We are taking x as the hypotenuse in the Pythagoras theorem we get,
$\begin{align}
  & {{\left( x \right)}^{2}}={{\left( 11 \right)}^{2}}+{{\left( y \right)}^{2}} \\
 & \Rightarrow {{\left( x \right)}^{2}}=121+{{\left( y \right)}^{2}} \\
\end{align}$
Subtracting ${{y}^{2}}$ on both the sides of the above equation we get,
${{x}^{2}}-{{y}^{2}}=121$
We know, there is an identity in the algebra which is equal to:
$\left( x+y \right)\left( x-y \right)=121$
We know there are two ways in which we can write 121 which are:
$\begin{align}
  & 11\times 11 \\
 & 121\times 1 \\
\end{align}$
As the factors written on the left hand side of the above equation is also two factors which are written with a multiplication sign so we can equate those two factors in x and y to the above factors we get,
$\begin{align}
  & x+y=11..........Eq.(1) \\
 & x-y=11..........Eq.(2) \\
\end{align}$
Adding the above two equations we get,
$\begin{align}
  & 2x=22 \\
 & \Rightarrow x=11 \\
\end{align}$
Now, substituting the above value of x in eq. (1) we get,
$\begin{align}
  & 11+y=11 \\
 & \Rightarrow y=0 \\
\end{align}$
In the above solution, we are getting y as 0 and the side of a triangle cannot be 0 so this solution of x and y could not be possible.
Now, taking the second case $121\times 1$ we get,
$\begin{align}
  & x+y=121........Eq.(3) \\
 & x-y=1..........Eq.(4) \\
\end{align}$
Adding the above two equations we get,
$\begin{align}
  & 2x=122 \\
 & \Rightarrow x=61 \\
\end{align}$
Substituting the above value of x in eq. (3) we get,
$\begin{align}
  & 61+y=121 \\
 & \Rightarrow y=121-61 \\
 & \Rightarrow y=60 \\
\end{align}$
From the above solution, we got the value of x and y as 61 units and 60 units.

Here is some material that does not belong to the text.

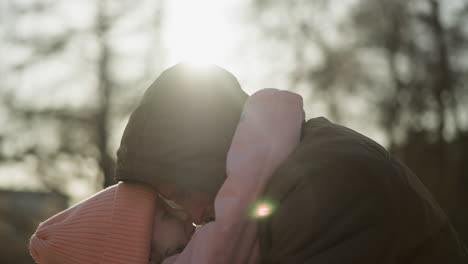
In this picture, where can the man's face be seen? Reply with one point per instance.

Now, we got the value of hypotenuse as 61 units, base, and perpendicular as 11 units and 61 units.
We know the area of a right triangle is equal to one half of the base multiplied by the height.

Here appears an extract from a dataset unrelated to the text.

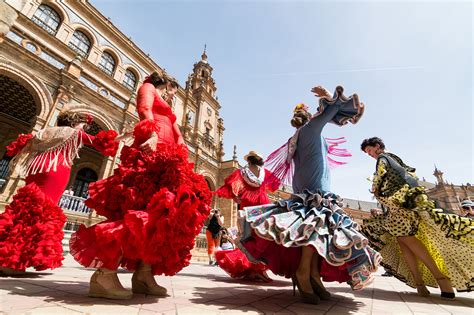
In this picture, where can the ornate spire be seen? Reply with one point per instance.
(234, 156)
(439, 176)
(204, 55)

We have found in the above solution, the base is BC equal to 11 units and AB is the height is equal to 60 units.
Area of triangle ABC is equal to:
$\begin{align}
  & \dfrac{1}{2}\left( base \right)\left( height \right) \\
 & =\dfrac{1}{2}\left( 11 \right)\left( 60 \right) \\
 & =30\left( 11 \right)=330\text{sq}\text{. units} \\
\end{align}$
Hence, we got the area of triangle ABC as 330 sq. units which is more than 300.
Hence, the correct option is (d).

Note: The possible mistake that could happen in this problem is that you might have skipped one of the two cases that we have shown above when the side of length 11 is the hypotenuse and when it is not so if you miss the main case when 11 is not a hypotenuse then you won’t get an answer but if you miss the case when 11 is a hypotenuse then you are lucky and you get the right answer. But it is not necessary that your luck will always be in your favor so it is better to take both of the cases.